The remarkable differences between cells grown on plates and cells in vivo or in 3D culture are well-known. At the physical level, cell shape, structure, motion, and mechanical behavior in 3D are totally different from those in the dish and are far less explored. At the molecular level, cells grown in monolayers exhibit gene expression profiles that do not correlate or are anticorrelated with those of cells grown in 3D culture or xenograft animal models. However, our understanding of cell biology has been heavily shaped by the culture plate, whether viewed through the lens of gene expression profiles, signaling pathways, morphological characterization, or mechanical behaviors. Closing this major gap between 2D in vitro culture and in vivo biology requires a tunable and flexible method for creating 3D cell assemblies and performing experiments on cells in 3D environments. In this talk I will describe how we use a bioprinter in combination with a 3D culture medium made from jammed microgels to perform a wide range of 3D experiments. I will demonstrate this experimental platform’s ability to print structures made from multiple cell types or extracellular matrix with predictable feature sizes down to the scale of a few cell bodies. I will also present data from numerous types of experiments performed in 3D, designed to explore collective cell behavior and cell-cell interactions.
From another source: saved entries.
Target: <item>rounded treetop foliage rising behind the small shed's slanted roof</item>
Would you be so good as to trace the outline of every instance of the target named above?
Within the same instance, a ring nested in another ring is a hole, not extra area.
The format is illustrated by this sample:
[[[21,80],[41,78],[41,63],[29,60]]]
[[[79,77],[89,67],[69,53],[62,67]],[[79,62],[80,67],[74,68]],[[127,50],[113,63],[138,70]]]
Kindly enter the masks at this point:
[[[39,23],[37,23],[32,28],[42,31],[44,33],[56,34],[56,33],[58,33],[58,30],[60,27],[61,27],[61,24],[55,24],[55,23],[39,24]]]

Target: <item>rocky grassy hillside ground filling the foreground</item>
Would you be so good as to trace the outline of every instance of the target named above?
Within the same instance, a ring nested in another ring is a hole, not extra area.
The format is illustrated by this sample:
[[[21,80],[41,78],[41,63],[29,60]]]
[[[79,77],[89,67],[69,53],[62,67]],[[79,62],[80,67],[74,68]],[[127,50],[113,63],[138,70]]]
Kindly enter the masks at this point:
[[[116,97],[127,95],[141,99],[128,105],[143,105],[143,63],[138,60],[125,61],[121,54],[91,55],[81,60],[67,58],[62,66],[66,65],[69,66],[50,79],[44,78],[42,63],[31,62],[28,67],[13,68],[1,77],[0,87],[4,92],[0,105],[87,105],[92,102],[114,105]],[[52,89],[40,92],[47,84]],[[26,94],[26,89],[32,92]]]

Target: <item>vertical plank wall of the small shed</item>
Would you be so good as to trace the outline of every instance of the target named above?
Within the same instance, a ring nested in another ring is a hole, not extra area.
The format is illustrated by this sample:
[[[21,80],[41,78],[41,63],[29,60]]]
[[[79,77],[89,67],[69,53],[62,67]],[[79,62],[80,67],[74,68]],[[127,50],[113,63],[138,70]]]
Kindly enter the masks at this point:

For example, recent results will be presented from a 3D immunotherapy model in which we investigate how antigen-specific T cells attack 3D printed brain tumoroids. Our results demonstrate that, in parallel to pursuing the long-standing goals shared by those within the 3D bioprinting field, the current state of bioprinting technology can be leveraged to perform a wide diversity of experiments.

— 10 min break —

15:55 - 16:40  Kandice Tanner, NIH, Bethesda: "Microenvironment regulation of metastasis"

Abstract:

In the event of metastatic disease, emergence of a lesion can occur at varying intervals from diagnosis and in some cases following successful treatment of the primary tumor. Genetic factors that drive metastatic progression have been identified, such as those involved in cell adhesion, signaling, extravasation and metabolism. However, organ specific biophysical cues may be a potent contributor to the establishment of these secondary lesions. We combine a novel preclinical model of metastasis with that of optical tweezer based active microrheology to elucidate the role of  tissue biophysical properties of in the establishment of metastatic lesions in vivo. Specifically, I will discuss our efforts to determine what physical cues influence disseminated tumor cells in different organ microenvironments using in vitro and in vivo preclinical models such as 3D culture systems and zebrafish.